It is estimated that more than 60% of the world’s oil and 40% of the world’s gas reserves are held in carbonate reservoirs. The Middle East, for example, is dominated by carbonate fields, with around 70% of oil and 90% of gas reserves held within these reservoirs.
Carbonates can exhibit highly varying properties (e.g., porosity, permeability, flow mechanisms) within small sections of the reservoir, making them difficult to characterize. A focused approach is needed to better understand the heterogeneous nature of the rock containing the fluids and the flow properties within the porous and often fractured formations. This involves detailed understanding of the fluids saturation, pore-size distribution, permeability, rock texture, reservoir rock type, and natural fracture systems at different scales.
Fracture corridors often exist that range from tens to hundreds of meters in width and height and have areal extents in the order of kilometers, representing primary pathways for hydrocarbon migration. Such fracture corridors can have a permeability of a thousand times greater or more than the surrounding rock matrix and have a considerable impact on oil, gas, and water production, including issues related to the drilling process.

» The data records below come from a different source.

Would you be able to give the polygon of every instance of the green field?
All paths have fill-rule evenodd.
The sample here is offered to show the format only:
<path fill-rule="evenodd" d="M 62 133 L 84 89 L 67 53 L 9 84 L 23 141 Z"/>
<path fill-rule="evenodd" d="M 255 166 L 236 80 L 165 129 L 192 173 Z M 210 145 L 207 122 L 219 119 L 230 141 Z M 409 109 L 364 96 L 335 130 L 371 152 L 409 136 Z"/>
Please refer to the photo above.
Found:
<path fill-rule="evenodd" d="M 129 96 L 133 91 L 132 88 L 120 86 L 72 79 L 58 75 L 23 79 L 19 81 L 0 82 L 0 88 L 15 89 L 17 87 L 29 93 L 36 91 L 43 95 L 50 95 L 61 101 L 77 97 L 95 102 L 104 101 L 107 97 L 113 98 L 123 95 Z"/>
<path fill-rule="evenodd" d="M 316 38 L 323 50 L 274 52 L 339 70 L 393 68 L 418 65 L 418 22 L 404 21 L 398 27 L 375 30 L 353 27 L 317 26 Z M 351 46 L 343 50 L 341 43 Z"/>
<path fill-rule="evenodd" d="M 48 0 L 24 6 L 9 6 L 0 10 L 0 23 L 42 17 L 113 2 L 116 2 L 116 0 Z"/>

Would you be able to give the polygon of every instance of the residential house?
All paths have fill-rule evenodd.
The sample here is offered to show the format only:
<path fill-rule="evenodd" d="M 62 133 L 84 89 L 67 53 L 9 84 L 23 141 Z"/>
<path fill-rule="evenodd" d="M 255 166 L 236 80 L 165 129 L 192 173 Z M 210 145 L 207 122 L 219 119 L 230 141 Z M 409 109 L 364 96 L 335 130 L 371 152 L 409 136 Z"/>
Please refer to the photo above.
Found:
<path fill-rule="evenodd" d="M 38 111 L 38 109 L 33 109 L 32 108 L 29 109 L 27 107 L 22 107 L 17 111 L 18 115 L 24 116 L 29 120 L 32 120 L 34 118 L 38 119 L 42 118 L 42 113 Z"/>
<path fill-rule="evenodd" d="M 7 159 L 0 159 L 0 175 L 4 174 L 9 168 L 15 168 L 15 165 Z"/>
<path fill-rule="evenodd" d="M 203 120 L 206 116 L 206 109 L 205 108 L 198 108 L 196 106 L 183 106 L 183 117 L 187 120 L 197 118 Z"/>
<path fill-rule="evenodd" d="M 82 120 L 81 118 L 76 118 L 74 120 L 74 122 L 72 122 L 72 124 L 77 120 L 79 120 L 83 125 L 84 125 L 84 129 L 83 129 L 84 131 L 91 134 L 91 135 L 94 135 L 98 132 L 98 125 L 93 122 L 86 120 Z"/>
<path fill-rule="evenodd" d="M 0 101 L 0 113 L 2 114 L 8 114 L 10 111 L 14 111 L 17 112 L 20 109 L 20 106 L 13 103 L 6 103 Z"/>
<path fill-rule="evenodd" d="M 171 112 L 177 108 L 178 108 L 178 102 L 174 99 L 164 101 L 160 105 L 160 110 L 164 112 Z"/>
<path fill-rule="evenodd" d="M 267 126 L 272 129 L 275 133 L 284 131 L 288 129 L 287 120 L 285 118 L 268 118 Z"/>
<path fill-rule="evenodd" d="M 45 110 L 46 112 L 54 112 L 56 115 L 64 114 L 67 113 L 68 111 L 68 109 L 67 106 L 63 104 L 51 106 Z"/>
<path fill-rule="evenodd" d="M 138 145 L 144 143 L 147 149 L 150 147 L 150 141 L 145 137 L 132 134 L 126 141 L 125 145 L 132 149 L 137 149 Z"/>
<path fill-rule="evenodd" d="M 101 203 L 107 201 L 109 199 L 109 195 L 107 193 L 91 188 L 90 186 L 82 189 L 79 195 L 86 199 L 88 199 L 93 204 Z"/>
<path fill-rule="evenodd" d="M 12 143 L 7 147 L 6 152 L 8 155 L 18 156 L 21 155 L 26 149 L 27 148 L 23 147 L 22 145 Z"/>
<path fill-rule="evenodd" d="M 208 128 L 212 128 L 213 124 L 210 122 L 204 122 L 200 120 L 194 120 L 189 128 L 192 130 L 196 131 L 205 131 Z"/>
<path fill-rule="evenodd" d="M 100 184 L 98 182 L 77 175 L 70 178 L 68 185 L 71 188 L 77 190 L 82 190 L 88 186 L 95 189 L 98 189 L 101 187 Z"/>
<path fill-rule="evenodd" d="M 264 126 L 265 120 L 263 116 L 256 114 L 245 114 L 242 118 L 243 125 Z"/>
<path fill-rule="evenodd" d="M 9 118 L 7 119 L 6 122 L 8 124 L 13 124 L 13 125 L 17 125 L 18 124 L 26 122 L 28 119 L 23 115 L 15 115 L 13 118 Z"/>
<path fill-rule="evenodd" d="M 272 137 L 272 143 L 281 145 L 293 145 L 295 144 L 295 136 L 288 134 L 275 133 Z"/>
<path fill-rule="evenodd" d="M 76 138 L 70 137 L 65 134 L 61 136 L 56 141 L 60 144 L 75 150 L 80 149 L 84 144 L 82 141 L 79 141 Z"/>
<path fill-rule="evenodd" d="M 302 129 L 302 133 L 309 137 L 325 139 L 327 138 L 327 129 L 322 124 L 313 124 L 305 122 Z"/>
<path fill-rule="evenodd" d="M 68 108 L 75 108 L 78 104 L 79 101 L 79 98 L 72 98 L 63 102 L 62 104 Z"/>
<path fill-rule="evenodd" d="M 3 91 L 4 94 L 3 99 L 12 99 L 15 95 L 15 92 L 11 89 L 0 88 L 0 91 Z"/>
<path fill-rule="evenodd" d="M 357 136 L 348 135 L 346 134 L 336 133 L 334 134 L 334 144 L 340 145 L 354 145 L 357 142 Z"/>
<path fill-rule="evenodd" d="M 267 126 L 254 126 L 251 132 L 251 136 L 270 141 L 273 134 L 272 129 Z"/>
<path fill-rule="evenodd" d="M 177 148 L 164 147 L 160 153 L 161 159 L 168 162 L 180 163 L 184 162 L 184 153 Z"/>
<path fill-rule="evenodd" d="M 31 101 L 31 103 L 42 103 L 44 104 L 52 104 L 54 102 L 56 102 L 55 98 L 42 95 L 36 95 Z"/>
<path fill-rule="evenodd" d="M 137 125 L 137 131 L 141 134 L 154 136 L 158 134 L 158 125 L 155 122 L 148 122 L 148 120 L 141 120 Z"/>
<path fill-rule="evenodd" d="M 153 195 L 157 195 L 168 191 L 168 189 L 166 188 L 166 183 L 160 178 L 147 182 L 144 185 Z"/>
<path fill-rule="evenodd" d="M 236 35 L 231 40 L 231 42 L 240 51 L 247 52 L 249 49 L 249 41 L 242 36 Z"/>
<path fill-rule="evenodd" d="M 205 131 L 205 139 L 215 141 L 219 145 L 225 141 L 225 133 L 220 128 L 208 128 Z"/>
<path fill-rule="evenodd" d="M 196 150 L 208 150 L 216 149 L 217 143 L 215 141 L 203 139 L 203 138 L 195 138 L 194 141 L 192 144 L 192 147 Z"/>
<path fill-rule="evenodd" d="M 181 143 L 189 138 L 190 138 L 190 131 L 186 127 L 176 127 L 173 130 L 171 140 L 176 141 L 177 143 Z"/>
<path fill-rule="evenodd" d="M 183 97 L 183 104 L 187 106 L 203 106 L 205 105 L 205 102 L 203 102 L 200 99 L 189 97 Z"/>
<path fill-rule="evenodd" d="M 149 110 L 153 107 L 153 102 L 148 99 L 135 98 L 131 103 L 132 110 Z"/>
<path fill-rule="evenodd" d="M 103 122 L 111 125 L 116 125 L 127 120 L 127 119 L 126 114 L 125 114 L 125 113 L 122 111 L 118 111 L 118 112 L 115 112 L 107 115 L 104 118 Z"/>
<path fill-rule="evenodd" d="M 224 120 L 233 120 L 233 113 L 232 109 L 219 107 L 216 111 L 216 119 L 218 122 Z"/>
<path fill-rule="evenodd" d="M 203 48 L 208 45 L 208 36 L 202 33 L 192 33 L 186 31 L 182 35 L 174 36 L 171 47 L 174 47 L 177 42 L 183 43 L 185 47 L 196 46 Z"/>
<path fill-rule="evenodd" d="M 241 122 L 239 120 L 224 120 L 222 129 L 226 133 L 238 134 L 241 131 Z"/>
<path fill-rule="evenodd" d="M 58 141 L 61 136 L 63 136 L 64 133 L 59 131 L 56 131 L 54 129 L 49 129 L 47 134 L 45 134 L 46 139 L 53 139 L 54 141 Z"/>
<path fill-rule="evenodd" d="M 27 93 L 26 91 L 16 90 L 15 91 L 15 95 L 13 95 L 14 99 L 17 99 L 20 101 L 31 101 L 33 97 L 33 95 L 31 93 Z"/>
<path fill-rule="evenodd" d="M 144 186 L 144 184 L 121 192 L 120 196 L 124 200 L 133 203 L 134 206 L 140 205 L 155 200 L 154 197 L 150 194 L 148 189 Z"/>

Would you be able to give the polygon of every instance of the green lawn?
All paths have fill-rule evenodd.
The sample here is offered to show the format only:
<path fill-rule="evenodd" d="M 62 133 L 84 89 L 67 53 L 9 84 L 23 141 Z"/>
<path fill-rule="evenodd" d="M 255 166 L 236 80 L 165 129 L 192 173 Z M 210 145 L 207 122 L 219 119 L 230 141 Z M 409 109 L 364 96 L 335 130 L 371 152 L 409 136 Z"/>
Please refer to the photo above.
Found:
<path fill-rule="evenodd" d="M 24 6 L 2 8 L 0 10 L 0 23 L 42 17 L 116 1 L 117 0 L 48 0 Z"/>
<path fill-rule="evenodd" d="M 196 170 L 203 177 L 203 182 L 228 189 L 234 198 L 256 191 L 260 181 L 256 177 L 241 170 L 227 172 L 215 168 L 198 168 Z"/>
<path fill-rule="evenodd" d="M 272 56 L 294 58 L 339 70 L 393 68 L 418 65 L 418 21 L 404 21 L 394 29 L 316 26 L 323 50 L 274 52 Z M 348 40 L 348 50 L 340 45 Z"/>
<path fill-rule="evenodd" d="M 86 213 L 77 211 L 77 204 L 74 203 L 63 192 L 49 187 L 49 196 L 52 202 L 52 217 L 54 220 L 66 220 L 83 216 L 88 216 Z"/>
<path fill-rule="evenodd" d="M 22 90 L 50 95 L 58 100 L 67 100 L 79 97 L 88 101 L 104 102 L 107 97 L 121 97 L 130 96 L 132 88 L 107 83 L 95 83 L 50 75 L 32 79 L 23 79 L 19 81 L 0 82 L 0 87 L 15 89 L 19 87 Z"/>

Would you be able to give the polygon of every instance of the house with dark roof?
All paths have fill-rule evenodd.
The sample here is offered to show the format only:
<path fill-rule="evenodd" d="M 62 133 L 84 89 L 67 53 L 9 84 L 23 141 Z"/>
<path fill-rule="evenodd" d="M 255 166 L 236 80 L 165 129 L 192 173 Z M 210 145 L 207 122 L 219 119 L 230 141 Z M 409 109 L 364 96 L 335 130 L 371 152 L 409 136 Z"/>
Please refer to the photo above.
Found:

Exploration and evaluation programs for carbonates are similar to those for sandstone reservoirs. However, new tools, techniques, and interpretation methodologies are required to address the specific challenges above to drill and produce these reservoirs optimally. These involve borehole measurements in combination with high resolution 3D surface seismic surveys.
Geologists and engineers must understand porosity distribution, fluid saturation, and the extent to which pores are linked to allow flow. These investigations begin in the borehole.
Fractures in carbonates can range from microscopic fissures to kilometer long swarms. To estimate the true production potential of the reservoir, one must also investigate at a larger reservoir scale.
With an understanding of the carbonate rock formation along the wellbore and at the larger reservoir scale, specific intervals of the reservoir can be opened and stimulated independently ensuring optimal reservoir contact and delivering full well potential.